Metabolism of D-[1- 3H]glucose, D-[2- 3H]glucose, D-[5- 3H]glucose, D-[6- 3H]glucose and D-[U- 14C]glucose by rat and human erythrocytes incubated in the presence of H 2O or D 2O

Abstract

The present study investigates whether heavy water affects the efficiency of 3HOH production from D-[1- 3H]glucose, D-[2- 3H]glucose, D-[5- 3H]glucose and D-[6- 3H]glucose relative to the total generation of tritiated metabolites produced by either rat or human erythrocytes. The relative 3HOH yield was close to 95% with D-[5- 3H]glucose, 72% with D-[2- 3H]glucose, 22–32% with D-[1- 3H]glucose, and only 12% with D-[6- 3H]glucose. In the latter case, the comparison of the specific radioactivity of intracellular and extracellular acidic metabolites, expressed relative to that of 14C-labelled metabolites produced from D-[U- 14C]glucose, indicated that the generation of 3HOH from D-[6- 3H]glucose occurs at distal metabolic steps, such as the partial reversion of the pyruvate kinase reaction or the interconversion of pyruvate and L-alanine in the reaction catalysed by glutamate-pyruvate transaminase.

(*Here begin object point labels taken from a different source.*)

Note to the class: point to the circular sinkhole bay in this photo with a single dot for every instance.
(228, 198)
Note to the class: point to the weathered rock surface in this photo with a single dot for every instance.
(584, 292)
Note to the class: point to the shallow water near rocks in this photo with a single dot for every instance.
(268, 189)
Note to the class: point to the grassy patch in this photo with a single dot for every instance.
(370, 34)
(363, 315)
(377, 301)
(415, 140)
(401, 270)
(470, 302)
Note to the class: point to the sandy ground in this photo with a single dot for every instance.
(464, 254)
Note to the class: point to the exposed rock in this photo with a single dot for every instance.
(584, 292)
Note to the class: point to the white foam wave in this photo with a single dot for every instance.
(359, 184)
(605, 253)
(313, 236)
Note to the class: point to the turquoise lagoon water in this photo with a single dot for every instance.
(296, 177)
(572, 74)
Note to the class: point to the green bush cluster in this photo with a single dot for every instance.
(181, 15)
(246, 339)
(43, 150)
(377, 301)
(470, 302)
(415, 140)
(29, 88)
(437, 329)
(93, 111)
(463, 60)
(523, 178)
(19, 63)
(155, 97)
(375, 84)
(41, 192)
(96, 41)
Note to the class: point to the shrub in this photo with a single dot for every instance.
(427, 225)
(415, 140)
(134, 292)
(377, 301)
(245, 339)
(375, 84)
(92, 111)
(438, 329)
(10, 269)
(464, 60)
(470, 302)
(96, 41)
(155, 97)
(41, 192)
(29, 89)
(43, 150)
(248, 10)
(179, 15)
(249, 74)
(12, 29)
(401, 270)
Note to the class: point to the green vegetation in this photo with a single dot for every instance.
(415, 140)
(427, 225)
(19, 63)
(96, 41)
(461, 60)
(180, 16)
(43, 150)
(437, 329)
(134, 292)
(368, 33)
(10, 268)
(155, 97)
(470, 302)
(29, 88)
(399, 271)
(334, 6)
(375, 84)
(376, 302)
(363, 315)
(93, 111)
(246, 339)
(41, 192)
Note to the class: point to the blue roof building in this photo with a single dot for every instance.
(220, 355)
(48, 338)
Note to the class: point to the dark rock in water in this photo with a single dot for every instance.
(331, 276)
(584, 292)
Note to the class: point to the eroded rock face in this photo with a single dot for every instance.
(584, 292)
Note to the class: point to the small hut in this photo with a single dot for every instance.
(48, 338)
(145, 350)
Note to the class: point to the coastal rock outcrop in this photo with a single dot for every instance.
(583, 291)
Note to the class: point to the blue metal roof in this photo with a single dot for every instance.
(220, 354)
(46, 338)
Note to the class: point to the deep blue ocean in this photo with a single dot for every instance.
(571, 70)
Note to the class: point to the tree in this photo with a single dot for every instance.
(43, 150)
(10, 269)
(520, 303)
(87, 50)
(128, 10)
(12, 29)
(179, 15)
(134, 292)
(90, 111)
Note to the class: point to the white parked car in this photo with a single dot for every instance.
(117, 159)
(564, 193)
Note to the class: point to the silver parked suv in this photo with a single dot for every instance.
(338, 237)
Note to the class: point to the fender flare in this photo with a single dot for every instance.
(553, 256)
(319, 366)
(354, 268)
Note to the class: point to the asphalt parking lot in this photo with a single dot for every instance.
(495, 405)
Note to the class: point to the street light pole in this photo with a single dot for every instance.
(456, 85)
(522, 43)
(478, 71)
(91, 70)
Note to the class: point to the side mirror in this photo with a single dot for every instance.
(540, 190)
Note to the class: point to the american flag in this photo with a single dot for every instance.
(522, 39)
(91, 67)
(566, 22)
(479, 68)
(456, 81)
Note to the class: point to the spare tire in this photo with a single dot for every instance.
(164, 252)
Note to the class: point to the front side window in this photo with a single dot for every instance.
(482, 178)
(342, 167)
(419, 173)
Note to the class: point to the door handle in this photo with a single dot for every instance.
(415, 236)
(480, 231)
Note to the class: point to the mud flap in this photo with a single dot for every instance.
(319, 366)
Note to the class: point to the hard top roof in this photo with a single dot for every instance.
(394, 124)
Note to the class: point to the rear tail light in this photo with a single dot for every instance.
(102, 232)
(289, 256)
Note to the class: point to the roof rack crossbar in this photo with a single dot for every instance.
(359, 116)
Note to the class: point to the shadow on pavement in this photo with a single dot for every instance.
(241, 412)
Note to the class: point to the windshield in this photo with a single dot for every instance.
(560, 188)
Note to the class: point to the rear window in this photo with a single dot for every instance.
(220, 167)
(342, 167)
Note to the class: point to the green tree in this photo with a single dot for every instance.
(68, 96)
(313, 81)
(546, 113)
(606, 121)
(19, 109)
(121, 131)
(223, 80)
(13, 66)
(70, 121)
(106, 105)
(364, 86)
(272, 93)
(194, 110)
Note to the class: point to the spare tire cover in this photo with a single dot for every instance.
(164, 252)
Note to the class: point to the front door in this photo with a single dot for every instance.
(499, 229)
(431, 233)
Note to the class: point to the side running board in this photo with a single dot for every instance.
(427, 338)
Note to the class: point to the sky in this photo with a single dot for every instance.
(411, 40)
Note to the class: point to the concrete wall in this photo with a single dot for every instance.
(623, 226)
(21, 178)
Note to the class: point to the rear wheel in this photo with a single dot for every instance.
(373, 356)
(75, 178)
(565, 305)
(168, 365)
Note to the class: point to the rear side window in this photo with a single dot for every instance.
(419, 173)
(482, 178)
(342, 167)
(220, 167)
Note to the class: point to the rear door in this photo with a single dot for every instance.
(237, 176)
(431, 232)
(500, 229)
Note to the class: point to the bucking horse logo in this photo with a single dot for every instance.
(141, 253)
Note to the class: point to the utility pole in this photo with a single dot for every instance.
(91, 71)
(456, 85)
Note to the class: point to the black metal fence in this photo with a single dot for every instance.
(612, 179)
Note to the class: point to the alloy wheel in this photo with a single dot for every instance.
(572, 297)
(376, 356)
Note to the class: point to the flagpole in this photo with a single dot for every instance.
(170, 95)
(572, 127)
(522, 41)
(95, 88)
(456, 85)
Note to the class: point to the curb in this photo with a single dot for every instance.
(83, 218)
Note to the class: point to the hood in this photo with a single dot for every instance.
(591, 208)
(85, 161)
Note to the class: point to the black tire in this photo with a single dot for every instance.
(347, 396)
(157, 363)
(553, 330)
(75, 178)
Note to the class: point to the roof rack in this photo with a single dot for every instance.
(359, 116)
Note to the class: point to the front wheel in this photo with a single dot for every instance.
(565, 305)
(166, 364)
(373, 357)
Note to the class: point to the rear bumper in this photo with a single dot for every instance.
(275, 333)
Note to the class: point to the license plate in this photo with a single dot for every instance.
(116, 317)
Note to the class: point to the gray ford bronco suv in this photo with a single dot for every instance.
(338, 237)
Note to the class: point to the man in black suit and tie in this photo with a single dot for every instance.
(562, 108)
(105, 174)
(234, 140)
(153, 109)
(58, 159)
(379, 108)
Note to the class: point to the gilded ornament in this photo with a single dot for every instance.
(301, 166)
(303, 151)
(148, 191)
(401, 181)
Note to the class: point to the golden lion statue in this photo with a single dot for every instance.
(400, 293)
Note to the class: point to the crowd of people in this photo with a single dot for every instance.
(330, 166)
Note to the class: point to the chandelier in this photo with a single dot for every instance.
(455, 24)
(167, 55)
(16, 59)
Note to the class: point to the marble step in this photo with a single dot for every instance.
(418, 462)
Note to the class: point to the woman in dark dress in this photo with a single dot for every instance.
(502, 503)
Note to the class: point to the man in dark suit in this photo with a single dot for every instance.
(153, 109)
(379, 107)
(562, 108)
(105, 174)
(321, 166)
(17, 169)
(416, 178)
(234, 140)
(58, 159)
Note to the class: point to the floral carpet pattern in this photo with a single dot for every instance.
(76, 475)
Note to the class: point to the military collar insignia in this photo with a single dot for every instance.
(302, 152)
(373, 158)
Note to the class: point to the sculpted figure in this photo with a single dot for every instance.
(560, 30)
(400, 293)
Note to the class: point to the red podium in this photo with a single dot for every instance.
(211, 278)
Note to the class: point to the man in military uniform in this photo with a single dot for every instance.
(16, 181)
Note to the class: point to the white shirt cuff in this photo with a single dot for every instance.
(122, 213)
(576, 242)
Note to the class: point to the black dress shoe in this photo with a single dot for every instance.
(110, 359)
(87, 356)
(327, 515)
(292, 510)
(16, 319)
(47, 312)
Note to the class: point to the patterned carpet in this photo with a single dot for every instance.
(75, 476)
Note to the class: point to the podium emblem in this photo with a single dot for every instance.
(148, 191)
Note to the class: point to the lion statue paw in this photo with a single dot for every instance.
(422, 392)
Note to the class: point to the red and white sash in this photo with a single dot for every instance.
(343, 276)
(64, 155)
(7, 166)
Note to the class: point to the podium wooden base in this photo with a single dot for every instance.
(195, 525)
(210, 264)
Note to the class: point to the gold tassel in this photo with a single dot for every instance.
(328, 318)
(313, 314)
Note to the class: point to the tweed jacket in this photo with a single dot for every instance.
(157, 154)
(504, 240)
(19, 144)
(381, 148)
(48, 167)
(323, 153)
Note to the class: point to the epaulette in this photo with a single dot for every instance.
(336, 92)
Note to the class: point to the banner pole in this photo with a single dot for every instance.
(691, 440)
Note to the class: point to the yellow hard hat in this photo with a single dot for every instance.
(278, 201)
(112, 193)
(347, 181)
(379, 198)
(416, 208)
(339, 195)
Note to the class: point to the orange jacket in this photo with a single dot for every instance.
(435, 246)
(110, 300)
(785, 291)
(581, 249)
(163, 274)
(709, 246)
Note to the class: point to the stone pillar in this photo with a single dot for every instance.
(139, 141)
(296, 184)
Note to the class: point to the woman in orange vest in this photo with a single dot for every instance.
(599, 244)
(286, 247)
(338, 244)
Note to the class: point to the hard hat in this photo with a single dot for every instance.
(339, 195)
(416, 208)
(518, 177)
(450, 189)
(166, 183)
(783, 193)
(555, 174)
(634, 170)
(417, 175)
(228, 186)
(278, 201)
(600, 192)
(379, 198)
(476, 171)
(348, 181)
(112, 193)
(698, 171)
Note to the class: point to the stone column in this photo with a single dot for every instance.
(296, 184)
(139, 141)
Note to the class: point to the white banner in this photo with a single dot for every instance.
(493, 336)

As a rule, the substitution of H 2O by D 2O only caused minor to negligible changes in the relative 3HOH yield. This implies that the unexpectedly high deuteration of 13C-labelled D-glucose metabolites recently documented in erythrocytes exposed to D 2O cannot be attributed to any major interference of heavy water with factors regulating both the deuteration and detritiation efficiency, such as the enzyme-to-enzyme tunnelling of specific glycolytic intermediates.